Brussels Airlines, which belongs to the Lufthansa Group (LHA.DE), announced it would reduce its workforce by a quarter by cutting 1,000 jobs as the coronavirus pandemic continues to ravage the aviation industry.

Brussels Airlines, which is Belgium’s biggest carrier, said that the “extremely negative impact of the coronavirus crisis on the company’s financials and ongoing very low demand for air travel” has forced it to make structural changes to reduce costs.

The overall size of the company in terms of its workforce will be 25% smaller, the airline said.

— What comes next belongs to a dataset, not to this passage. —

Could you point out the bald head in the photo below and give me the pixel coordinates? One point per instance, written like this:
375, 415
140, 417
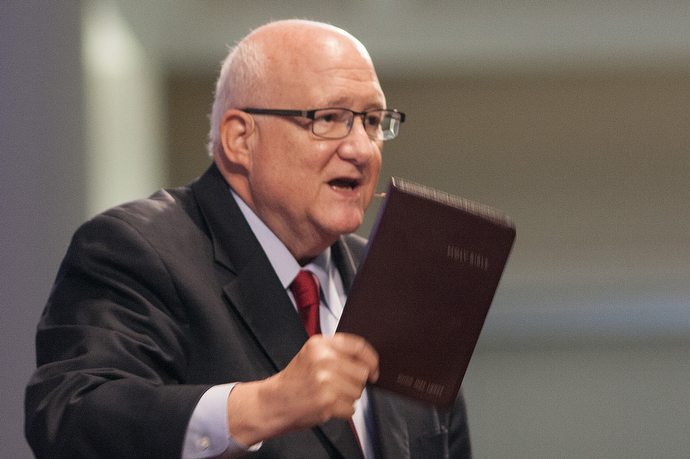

“This unprecedented crisis has worsened our financial situation obliging us to take substantial and indispensable measures. The restructuring is urgently needed in order to survive the current crisis and to become structurally competitive in the future,” Brussels CEO Dieter Vranckx said in his statement.

It will also reduce its fleet by 30%, and no longer fly on unprofitable routes. The airline does not expect demand for air travel to return to a “new normal” until 2023.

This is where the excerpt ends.